A better way to handle this is by compacting draw calls on the GPU. This means the GPU does the following:

  1. The GPU checks how many visible plants exist on every visible grid cell.
  2. Then, the GPU calculates the offset of the draw calls produced by each grid cell.
  3. The GPU iterates over all grid cells again, but instead of checking how many plants exists, it writes the draw calls for those plants to a draw call array. The offset in this array was previously calculated.
  4. A list of draw calls for all visible plants now exists, and the GPU uses this list to draw a frame.

Steps 1-3 are only executed when the camera moves or when plants are added to or removed from the scene, so for most frames, only step 4 is executed.

This approach to rendering is called GPU driven rendering, and it's an alternative to letting the CPU figure out what's visible and send draw calls to the GPU. The latter is simply not an option for koi farm, because there are too many potentially visible objects in a scene. This might work on a gaming PC and lots of multithreading, but it won't work on simpler computers or tablets, and it definitely won't work on older consoles. The GPU is much better at parallel tasks like iterating over all things and figuring out whether they need to be drawn.

Grid cell hierarchy
Grid cell hierarchy

Finally, to optimize rendering a bit more, I'm sorting all grid cells front to back before building the draw lists. This may seem counterintuitive, if you'd draw a painting you'd start with the background and then paint over that. For the GPU it's the other way around: if I draw something like a big rock in the foreground, the depth of that rock is written to the depth buffer, which makes sure that successive draw calls don't overwrite the rock if they're behind it. By drawing the rock first, I'm occluding as many pixels as possible, which prevents them from being calculated and written later. This reduces overdraw: overwriting pixels.

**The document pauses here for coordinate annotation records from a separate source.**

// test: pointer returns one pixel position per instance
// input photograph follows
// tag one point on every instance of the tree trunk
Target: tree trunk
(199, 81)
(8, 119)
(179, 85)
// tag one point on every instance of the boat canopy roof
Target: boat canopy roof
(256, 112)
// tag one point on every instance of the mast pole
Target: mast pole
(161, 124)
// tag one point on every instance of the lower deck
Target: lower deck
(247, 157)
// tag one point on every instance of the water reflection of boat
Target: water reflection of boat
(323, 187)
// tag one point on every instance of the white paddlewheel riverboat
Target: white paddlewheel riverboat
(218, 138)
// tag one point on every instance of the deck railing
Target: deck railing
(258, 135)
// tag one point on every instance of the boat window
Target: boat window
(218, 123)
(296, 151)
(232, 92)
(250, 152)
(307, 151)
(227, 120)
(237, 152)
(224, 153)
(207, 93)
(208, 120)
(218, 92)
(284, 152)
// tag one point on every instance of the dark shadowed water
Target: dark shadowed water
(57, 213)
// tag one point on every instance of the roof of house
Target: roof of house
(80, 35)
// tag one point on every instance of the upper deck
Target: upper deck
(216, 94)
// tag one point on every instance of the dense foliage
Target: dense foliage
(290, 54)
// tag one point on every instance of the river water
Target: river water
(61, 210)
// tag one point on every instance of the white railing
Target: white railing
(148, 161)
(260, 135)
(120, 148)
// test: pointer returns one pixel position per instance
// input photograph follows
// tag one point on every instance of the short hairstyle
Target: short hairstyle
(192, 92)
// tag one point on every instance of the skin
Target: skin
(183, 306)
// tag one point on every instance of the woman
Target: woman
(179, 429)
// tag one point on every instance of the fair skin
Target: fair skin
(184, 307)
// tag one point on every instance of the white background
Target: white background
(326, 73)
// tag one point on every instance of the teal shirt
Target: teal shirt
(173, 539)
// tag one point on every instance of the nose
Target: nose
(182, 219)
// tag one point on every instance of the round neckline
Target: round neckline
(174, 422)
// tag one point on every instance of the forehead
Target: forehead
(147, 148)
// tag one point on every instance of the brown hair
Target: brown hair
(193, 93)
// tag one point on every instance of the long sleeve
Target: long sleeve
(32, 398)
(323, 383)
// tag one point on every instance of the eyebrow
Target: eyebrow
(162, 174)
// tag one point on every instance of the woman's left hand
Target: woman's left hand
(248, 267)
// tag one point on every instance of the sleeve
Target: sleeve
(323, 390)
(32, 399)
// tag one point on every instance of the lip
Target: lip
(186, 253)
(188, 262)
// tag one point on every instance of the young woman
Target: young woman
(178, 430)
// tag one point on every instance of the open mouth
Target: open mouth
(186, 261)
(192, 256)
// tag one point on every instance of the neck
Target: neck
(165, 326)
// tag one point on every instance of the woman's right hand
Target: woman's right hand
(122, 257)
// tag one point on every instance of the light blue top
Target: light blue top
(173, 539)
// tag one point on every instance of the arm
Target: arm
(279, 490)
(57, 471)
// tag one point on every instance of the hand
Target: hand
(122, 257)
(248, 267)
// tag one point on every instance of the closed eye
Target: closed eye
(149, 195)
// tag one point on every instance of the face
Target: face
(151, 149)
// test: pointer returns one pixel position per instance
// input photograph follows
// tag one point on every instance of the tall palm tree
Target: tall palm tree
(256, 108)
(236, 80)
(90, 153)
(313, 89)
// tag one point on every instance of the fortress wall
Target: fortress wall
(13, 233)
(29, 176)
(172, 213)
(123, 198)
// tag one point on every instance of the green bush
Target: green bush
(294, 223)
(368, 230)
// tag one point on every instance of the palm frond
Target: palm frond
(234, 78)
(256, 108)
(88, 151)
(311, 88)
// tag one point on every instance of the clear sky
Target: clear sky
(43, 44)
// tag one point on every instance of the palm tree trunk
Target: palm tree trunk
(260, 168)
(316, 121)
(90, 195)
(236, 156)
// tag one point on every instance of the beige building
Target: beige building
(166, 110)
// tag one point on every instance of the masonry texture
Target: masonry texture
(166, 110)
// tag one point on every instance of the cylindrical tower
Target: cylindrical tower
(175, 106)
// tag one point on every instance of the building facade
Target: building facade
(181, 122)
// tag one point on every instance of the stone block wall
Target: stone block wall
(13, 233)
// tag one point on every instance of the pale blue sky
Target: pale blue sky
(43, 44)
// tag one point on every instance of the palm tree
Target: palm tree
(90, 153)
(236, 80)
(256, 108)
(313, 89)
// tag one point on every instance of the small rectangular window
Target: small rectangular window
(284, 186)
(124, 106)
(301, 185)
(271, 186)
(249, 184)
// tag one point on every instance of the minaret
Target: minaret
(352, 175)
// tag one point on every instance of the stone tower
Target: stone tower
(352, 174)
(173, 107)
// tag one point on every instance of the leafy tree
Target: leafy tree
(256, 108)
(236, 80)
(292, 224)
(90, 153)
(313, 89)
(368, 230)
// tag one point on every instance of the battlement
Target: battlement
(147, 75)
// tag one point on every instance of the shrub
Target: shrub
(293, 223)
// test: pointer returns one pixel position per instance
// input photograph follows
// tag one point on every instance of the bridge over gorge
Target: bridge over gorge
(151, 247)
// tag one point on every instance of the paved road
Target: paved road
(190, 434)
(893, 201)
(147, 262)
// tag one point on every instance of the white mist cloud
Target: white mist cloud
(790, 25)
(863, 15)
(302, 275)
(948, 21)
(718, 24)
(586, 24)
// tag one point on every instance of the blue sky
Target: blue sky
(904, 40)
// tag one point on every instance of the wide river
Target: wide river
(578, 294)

The only information the CPU now needs to prepare each frame is a list of visible grid cells. This used to be simple when the grid was flat, I projected the camera frustum on the flat ground plane and gathered all cells within it (see my post from May). Since last month, this method is no longer accurate because terrain has elevation; the cells are no longer on a flat plane. I'll have to use one of the following new methods:

  1. I can consider all cells in a scene, and cull them using a more advanced (and slow) height aware method. This doesn't scale well on its own: doubling the amount of grid cells would make it twice as slow. A better way to do this is to create a hierarchy of grid cells. The image shows an example of such a hierarchy, where every four grid cells fall under one higher level grid cell. That way culling works more efficiently. For every highest level grid cell, I check whether it's completely visible, partially visible, or completely invisible.
    • If it's completely visible, all cells under it are visible.
    • If it's completely invisible, all cells under it are invisible.
    • If it's partially visible, I run the algorithm for all four cells one level down.
  2. I can use the GPU again to check visibility of all cells in parallel. The algorithm above can be used on the GPU as well, but it doesn't parallelize very well so culling each cell individually may be faster.

While the first method feels elegant and will perform well (time complexity is logarithmic instead of quadratic), doing this work on the GPU as well may be better. The list of visible cells is only needed on the GPU after all. Generating it on the CPU and then uploading it to the GPU may be an unnecessary detour, and the CPU has plenty of work to do already.

Because a first batch of game audio will be made in 2026, I've decided to prepare the engine to play sound effects. To give the sound designer as much creative freedom as possible, I've chosen to use Wwise, which is one of the big game audio solutions.